Microsoft and Nvidia Will Soon Make Up Nearly 42% of a Major Tech Fund

Green takes the top spot. And we're not just talking about the Boston Celtics. Yesterday, Nvidia ($NVDA) surpassed Microsoft ($MSFT) to become the world's most valuable company — pushing Apple ($AAPL) down to third place. Whether you like it or not, Nvidia is becoming even more significant in portfolios — especially for those invested in the $71B Technology Select Sector SPDR Fund ($XLK), which has risen 23% this year, outperforming both the Nasdaq-100 and S&P 500.

  • By this week's end, the tech ETF will rebalance, with Nvidia and Microsoft each representing ~21% of the fund — a jump for Nvidia from its previous 6% share.

  • Due to the rebalancing, the fund will acquire over $10B of Nvidia shares — reducing Apple's share from 22% to ~4.5%.

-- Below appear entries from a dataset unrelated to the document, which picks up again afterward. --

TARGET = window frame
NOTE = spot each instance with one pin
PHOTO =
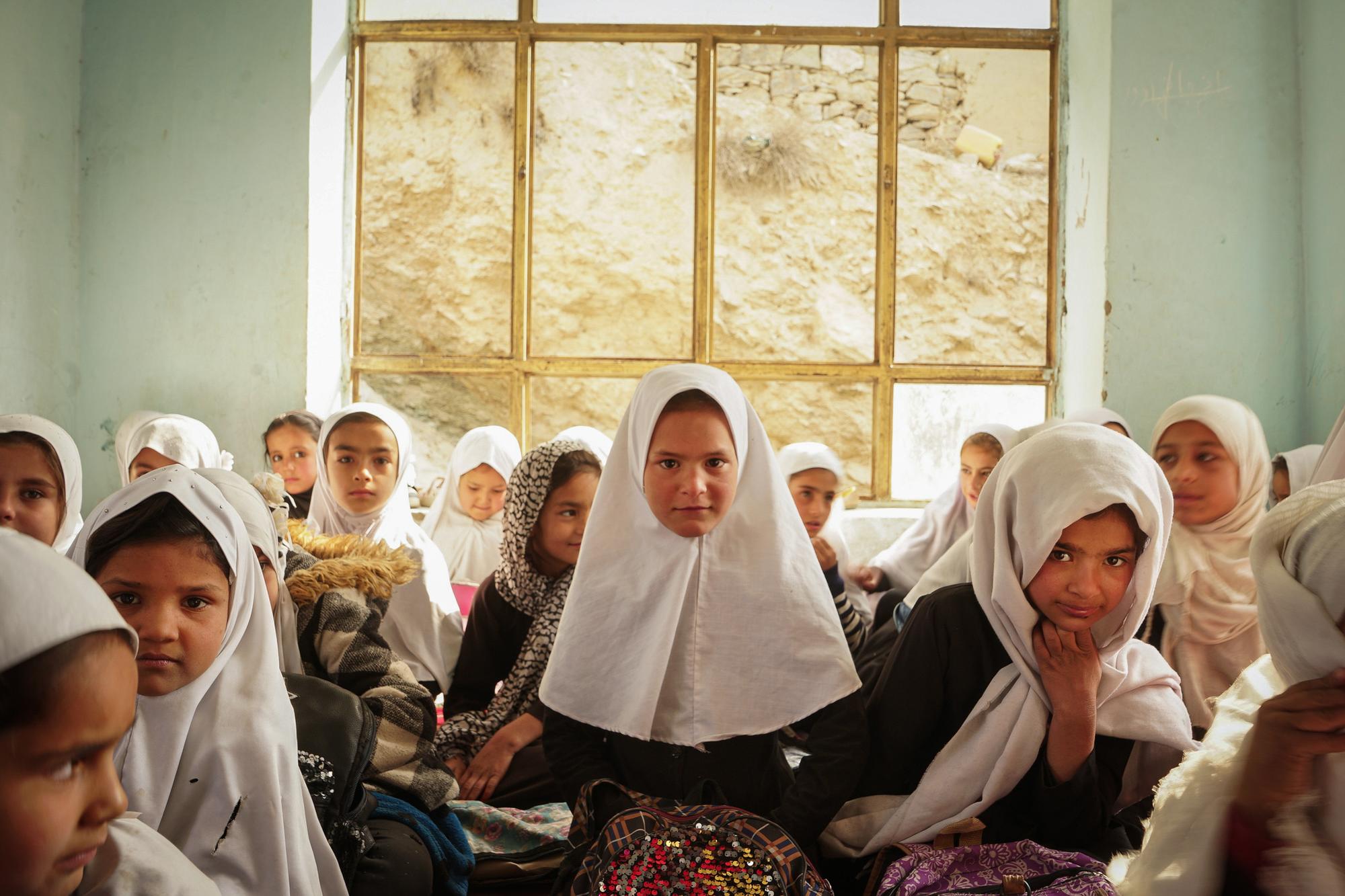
(883, 373)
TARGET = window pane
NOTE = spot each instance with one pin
(438, 216)
(414, 10)
(614, 210)
(977, 14)
(929, 420)
(439, 408)
(796, 217)
(972, 240)
(863, 14)
(832, 412)
(560, 403)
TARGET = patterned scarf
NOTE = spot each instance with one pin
(529, 592)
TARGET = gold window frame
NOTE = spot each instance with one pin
(883, 373)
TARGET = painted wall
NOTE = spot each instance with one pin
(1321, 30)
(40, 209)
(1204, 270)
(194, 206)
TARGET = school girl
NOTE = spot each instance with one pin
(291, 443)
(699, 622)
(212, 758)
(490, 736)
(1214, 454)
(41, 481)
(1023, 697)
(68, 696)
(368, 463)
(466, 518)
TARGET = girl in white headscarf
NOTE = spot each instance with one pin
(41, 481)
(699, 622)
(367, 464)
(1023, 698)
(467, 517)
(814, 474)
(173, 439)
(1261, 807)
(212, 759)
(68, 694)
(1214, 454)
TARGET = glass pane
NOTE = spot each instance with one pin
(560, 403)
(796, 217)
(863, 14)
(614, 209)
(414, 10)
(439, 408)
(929, 420)
(973, 194)
(977, 14)
(828, 411)
(438, 217)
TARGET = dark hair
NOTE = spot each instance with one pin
(28, 689)
(306, 420)
(154, 520)
(49, 454)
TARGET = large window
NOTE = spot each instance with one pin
(851, 206)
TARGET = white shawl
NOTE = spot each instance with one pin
(71, 470)
(423, 624)
(1206, 588)
(688, 641)
(471, 546)
(1300, 568)
(1020, 516)
(215, 764)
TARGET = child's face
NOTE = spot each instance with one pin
(560, 528)
(691, 474)
(177, 599)
(814, 490)
(481, 493)
(149, 460)
(1200, 471)
(977, 466)
(294, 458)
(1086, 573)
(362, 466)
(30, 501)
(59, 782)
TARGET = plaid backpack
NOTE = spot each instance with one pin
(661, 846)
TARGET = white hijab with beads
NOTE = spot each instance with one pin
(423, 624)
(688, 641)
(215, 764)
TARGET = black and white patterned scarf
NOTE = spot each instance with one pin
(528, 591)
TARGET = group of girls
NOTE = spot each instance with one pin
(1039, 651)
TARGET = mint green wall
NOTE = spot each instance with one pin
(1204, 270)
(194, 206)
(1321, 33)
(40, 210)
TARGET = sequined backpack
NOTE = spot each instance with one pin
(664, 846)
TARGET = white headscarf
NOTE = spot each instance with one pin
(1020, 516)
(1300, 464)
(423, 624)
(260, 518)
(814, 455)
(471, 546)
(1206, 585)
(696, 634)
(181, 439)
(71, 470)
(945, 521)
(592, 439)
(220, 755)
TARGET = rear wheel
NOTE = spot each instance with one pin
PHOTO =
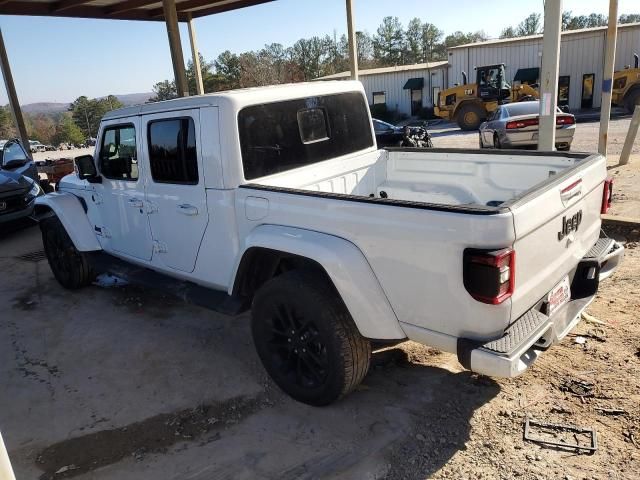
(470, 116)
(306, 339)
(631, 100)
(69, 266)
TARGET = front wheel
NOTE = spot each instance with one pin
(306, 338)
(70, 267)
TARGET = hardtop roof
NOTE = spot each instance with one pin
(240, 98)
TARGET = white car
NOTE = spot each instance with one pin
(277, 200)
(515, 125)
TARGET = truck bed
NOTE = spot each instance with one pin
(438, 203)
(480, 180)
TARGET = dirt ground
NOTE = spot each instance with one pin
(126, 383)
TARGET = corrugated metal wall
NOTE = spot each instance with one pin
(580, 54)
(392, 83)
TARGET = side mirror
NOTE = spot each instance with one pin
(87, 169)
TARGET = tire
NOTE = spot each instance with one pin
(69, 266)
(632, 99)
(299, 311)
(496, 142)
(470, 117)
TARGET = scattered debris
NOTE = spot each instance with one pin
(66, 468)
(551, 430)
(579, 388)
(611, 411)
(630, 437)
(107, 280)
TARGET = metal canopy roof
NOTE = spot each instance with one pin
(120, 9)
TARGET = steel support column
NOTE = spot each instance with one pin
(549, 75)
(195, 56)
(353, 43)
(16, 111)
(173, 32)
(607, 77)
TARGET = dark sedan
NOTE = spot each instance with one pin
(19, 184)
(387, 135)
(515, 125)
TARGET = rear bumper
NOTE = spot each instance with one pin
(564, 137)
(534, 332)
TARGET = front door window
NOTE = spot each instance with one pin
(416, 101)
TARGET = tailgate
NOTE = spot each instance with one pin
(555, 226)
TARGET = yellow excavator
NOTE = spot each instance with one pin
(469, 104)
(626, 87)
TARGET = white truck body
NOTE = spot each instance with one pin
(390, 228)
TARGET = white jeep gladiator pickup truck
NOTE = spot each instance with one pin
(278, 200)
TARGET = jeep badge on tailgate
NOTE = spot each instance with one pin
(570, 225)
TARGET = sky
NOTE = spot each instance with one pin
(57, 60)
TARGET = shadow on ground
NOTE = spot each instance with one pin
(128, 383)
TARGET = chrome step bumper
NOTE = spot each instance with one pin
(525, 339)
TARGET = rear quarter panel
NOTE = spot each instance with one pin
(415, 253)
(542, 260)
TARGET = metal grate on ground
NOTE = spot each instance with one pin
(34, 257)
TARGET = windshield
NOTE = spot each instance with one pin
(524, 108)
(13, 152)
(380, 126)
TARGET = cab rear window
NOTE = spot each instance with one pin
(276, 137)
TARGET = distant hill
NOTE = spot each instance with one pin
(134, 98)
(52, 107)
(45, 107)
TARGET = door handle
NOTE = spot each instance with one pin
(187, 209)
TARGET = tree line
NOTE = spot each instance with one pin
(391, 44)
(74, 126)
(307, 59)
(310, 58)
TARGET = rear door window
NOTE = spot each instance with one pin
(281, 136)
(172, 151)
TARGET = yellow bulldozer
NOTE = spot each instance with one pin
(469, 104)
(626, 87)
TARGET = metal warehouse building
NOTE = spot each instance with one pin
(581, 61)
(405, 88)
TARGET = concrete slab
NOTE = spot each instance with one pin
(132, 384)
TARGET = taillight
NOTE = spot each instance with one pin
(521, 123)
(607, 195)
(565, 120)
(489, 275)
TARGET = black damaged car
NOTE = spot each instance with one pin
(19, 184)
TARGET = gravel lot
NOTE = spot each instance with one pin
(127, 383)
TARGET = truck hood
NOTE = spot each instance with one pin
(13, 182)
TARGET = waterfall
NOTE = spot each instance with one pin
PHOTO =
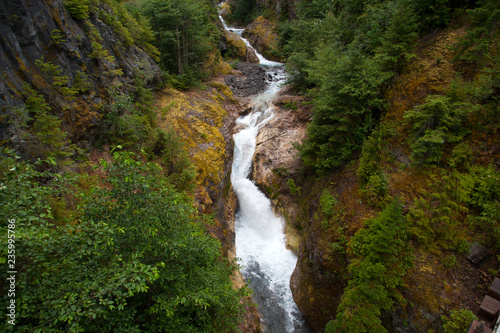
(266, 264)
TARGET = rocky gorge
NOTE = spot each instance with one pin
(85, 70)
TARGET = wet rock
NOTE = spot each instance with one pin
(251, 81)
(28, 29)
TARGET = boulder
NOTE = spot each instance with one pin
(261, 33)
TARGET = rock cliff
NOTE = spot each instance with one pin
(87, 53)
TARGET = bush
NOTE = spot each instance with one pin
(457, 321)
(381, 254)
(434, 123)
(135, 259)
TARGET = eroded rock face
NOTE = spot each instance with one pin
(275, 142)
(44, 30)
(238, 49)
(261, 33)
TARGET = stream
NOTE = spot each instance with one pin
(266, 263)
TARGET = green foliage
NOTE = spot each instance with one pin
(354, 51)
(371, 156)
(375, 192)
(131, 123)
(100, 53)
(135, 259)
(488, 222)
(450, 261)
(48, 141)
(327, 203)
(381, 256)
(436, 122)
(480, 185)
(457, 321)
(175, 159)
(477, 45)
(131, 27)
(480, 188)
(57, 37)
(460, 156)
(79, 9)
(344, 113)
(244, 11)
(294, 189)
(185, 35)
(433, 13)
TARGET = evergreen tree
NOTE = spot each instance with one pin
(381, 256)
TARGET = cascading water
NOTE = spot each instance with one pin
(260, 241)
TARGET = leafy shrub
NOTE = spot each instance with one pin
(457, 321)
(381, 256)
(460, 156)
(436, 122)
(371, 155)
(376, 190)
(136, 259)
(480, 185)
(434, 218)
(294, 190)
(79, 9)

Buy high, sell higher? Nvidia insiders have capitalized extensively on the company's rally, selling over $700M in shares this year — the highest in a half-year period since early 2023. Despite the selling spree, no insider purchases have been made since 2020. Combined with the Nasdaq-100 hitting record highs on Monday, it suggests that the AI-driven market rally might be at risk of faltering.